Two blood pressure measurement methods are used for ABPM and home blood pressure monitoring devices. These methods are the classical Korotkoff method and the oscillometric method. The Korotkoff method has several limitations, such as pseudo-hypertension in patients with atherosclerosis and interference by environmental noise, which interferes with the Korotkoff sound recording and makes the results unreliable. The oscillometric method can overcome the problem with noise and is widely used for ABPM and for home blood pressure monitoring systems. In addition, after the Minamata Convention on Mercury, mercury was banned for use in the medical field, and oscillometric methods are widely used in the clinical setting in Japan. The disadvantages of the oscillometric method are that it determines systolic and diastolic pressure by an algorithm that is different among devices, and manufacturers do not disclose the algorithm.
Biomarker measurements include several factors that induce false positive and false negative results. These factors are classified as preanalytical, analytical, and postanalytical factors. Preanalytical factors can be standardized by educating patients to control dietary intake, lifestyles such as smoking, exercise, and others. To monitor blood pressure, a guideline for standardizing the patients’ status has been published [5, 6]. The analytical error partly depends on care providers’ methods of using the apparatus. Proper use of a cuff and proper positioning of the arm are among factors responsible for an error. These factors are also standardized [5, 6]. Other causes for analytical errors are due to the apparatus, such as the failure of sensors, air inflation/deflation control, and others. Post-analytical errors are mistakes, which include recording on charts and miscalculations of mean BP measurements.

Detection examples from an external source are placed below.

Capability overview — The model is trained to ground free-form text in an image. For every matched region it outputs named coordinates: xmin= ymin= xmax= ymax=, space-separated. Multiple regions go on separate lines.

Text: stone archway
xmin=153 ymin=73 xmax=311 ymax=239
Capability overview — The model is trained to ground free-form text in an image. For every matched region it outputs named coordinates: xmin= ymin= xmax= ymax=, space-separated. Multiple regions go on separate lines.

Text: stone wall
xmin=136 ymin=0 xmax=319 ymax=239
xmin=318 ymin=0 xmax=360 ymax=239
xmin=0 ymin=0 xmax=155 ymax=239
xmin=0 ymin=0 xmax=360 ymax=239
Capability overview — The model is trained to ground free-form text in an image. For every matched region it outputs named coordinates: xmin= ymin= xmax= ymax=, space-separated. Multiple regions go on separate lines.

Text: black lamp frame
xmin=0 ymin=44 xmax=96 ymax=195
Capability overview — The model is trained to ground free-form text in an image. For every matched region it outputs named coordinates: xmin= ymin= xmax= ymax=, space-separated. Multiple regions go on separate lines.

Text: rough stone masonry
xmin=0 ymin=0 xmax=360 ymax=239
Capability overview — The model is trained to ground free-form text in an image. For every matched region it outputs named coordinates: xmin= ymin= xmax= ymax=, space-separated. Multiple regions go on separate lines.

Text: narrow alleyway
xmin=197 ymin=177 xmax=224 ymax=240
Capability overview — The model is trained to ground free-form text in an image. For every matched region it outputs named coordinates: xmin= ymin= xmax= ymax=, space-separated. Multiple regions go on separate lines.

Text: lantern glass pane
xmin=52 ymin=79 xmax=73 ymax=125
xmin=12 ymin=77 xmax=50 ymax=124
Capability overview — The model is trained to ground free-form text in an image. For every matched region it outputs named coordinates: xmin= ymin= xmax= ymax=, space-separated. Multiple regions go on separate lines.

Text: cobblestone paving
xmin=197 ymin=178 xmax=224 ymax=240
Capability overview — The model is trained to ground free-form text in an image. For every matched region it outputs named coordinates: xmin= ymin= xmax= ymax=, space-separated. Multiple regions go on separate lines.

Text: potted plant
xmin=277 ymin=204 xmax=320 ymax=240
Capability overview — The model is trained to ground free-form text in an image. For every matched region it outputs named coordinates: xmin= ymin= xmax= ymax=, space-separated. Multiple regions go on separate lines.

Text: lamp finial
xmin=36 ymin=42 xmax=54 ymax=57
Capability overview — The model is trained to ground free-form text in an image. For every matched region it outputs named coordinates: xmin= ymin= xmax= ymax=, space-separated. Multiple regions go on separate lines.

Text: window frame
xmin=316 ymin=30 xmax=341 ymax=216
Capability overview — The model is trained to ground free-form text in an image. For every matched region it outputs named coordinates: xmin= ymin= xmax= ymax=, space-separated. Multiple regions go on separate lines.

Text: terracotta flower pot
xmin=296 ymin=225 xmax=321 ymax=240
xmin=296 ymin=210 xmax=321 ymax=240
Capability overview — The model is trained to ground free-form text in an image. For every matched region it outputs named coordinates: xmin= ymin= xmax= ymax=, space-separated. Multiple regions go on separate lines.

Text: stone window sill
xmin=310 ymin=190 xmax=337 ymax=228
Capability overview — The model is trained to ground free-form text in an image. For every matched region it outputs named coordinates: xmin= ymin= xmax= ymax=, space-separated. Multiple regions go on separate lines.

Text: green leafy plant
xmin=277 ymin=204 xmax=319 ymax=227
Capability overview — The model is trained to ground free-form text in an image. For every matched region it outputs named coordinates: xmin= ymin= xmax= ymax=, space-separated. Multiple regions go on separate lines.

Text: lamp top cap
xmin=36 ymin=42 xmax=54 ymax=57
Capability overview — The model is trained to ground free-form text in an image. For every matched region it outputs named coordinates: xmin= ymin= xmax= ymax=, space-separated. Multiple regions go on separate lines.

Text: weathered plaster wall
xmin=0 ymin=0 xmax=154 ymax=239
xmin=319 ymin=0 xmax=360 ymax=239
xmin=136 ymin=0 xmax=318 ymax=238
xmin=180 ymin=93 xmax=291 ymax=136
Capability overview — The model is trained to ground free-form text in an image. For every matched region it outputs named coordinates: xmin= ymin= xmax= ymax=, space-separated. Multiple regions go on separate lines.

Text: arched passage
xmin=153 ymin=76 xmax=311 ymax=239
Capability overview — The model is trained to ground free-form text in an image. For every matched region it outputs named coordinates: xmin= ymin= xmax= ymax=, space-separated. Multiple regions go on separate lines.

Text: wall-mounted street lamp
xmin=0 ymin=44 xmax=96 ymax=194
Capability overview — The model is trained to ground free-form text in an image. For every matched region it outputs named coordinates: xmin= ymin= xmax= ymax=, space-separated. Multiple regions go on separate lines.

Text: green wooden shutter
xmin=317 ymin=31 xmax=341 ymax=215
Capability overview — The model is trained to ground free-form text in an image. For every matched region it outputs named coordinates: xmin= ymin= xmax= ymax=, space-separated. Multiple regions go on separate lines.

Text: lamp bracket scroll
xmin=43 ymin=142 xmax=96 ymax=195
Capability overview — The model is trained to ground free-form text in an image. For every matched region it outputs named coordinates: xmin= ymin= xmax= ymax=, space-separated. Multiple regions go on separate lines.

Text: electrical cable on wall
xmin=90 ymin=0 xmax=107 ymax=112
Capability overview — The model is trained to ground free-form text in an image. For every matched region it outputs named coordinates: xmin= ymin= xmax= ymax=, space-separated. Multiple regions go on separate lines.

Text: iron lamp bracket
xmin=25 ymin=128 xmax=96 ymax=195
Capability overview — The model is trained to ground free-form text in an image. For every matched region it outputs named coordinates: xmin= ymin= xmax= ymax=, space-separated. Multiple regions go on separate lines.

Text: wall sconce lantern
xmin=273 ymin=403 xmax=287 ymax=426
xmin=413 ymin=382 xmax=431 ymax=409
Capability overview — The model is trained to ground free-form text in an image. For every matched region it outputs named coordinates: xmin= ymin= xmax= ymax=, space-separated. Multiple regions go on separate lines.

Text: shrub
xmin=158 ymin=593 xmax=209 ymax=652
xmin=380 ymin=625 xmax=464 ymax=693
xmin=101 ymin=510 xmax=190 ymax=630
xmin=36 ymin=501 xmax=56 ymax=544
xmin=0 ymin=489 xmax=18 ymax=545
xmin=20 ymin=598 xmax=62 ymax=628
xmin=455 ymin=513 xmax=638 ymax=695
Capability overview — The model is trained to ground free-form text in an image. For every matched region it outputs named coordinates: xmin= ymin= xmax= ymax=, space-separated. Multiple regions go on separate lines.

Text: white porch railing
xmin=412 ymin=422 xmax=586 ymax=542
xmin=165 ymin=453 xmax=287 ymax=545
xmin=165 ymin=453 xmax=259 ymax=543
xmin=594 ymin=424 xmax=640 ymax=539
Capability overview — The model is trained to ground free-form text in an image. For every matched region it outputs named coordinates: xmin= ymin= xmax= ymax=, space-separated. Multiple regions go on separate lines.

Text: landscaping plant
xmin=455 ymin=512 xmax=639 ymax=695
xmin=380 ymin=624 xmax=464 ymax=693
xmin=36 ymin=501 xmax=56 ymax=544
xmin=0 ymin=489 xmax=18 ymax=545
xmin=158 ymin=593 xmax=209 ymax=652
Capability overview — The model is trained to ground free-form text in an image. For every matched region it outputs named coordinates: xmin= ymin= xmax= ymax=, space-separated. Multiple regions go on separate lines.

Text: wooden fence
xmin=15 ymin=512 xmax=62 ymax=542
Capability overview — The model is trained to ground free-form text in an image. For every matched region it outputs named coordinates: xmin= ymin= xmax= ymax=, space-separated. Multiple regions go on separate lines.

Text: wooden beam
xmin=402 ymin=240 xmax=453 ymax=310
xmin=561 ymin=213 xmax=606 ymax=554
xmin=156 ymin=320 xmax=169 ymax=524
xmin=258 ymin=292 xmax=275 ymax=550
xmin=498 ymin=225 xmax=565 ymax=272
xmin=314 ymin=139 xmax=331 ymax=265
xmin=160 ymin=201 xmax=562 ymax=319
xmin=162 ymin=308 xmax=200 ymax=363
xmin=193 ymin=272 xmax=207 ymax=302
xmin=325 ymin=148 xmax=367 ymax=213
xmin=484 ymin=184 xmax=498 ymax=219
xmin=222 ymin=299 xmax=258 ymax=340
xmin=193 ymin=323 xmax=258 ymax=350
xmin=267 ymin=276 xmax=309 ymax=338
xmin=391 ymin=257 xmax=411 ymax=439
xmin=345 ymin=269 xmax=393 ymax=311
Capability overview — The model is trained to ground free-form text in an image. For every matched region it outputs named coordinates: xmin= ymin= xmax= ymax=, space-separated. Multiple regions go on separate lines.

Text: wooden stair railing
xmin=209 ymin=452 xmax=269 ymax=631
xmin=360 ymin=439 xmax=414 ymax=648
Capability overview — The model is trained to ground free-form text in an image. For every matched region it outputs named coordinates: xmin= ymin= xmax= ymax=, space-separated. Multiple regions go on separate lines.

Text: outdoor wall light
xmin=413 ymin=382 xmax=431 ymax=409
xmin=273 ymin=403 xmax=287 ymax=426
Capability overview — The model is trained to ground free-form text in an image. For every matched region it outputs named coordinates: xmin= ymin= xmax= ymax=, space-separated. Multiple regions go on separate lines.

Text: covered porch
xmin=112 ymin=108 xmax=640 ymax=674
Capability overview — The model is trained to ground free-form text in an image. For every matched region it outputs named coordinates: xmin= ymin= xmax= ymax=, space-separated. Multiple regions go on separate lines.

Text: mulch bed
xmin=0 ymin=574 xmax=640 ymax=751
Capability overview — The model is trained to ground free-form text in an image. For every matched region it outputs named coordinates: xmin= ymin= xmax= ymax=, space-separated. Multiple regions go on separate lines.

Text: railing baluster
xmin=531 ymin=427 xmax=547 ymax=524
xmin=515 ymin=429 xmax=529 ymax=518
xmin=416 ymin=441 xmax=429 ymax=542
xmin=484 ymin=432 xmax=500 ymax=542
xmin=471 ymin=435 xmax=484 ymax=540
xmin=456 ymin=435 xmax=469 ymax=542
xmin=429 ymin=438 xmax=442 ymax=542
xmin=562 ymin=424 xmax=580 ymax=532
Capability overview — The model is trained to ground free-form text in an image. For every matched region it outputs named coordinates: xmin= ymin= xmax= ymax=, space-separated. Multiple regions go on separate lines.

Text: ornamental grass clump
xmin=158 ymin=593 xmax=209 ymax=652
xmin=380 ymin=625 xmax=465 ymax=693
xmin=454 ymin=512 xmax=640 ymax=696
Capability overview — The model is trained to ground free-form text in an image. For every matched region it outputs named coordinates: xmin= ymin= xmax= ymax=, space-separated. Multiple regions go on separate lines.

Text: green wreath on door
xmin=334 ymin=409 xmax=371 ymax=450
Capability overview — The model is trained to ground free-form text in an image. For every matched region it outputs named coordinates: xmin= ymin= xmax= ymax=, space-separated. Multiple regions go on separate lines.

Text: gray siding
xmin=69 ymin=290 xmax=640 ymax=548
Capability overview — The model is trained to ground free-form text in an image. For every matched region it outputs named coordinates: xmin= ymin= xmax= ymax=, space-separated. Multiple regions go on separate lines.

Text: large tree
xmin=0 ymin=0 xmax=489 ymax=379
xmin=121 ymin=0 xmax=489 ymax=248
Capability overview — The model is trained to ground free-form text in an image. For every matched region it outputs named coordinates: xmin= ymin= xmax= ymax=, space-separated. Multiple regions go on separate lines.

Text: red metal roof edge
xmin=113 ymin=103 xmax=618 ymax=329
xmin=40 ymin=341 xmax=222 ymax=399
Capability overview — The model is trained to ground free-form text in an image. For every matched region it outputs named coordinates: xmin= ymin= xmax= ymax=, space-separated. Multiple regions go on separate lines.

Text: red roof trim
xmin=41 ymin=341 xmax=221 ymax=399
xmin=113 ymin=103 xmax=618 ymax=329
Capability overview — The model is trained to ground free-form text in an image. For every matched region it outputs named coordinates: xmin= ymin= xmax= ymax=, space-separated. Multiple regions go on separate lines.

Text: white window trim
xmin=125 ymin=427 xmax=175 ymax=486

This review focuses on standardization and validation, and current issues of device-dependent analytical errors in the measurement of blood pressure and the future scope.
Standardization
To provide better health care to as many people as possible, healthcare services involve large healthcare facilities to small private clinics. With regard to blood pressure, home blood pressure monitoring is the utmost point of care testing (POCT). Among POCT, semi-quantitative immunochromatography has been used for a long time to diagnose pregnancy and influenza, and for screening colon cancer by fecal occult blood. After the coronavirus disease 2019 pandemic, immunochromatography was used for an antigen test. In addition, some blood chemical analyses, such as blood sugar and cholesterol concentrations, can be measured as POCT, and the results are electrically transferred to healthcare facilities. However, this testing mostly requires commodities, functioning equipment, trained personnel, and infrastructure. Simplification, efficiency, high quality, and affordability of testing are issues for service providers and patients. To achieve these goals, the standardization of methods is critical for strengthening clinical testing under limited resource settings.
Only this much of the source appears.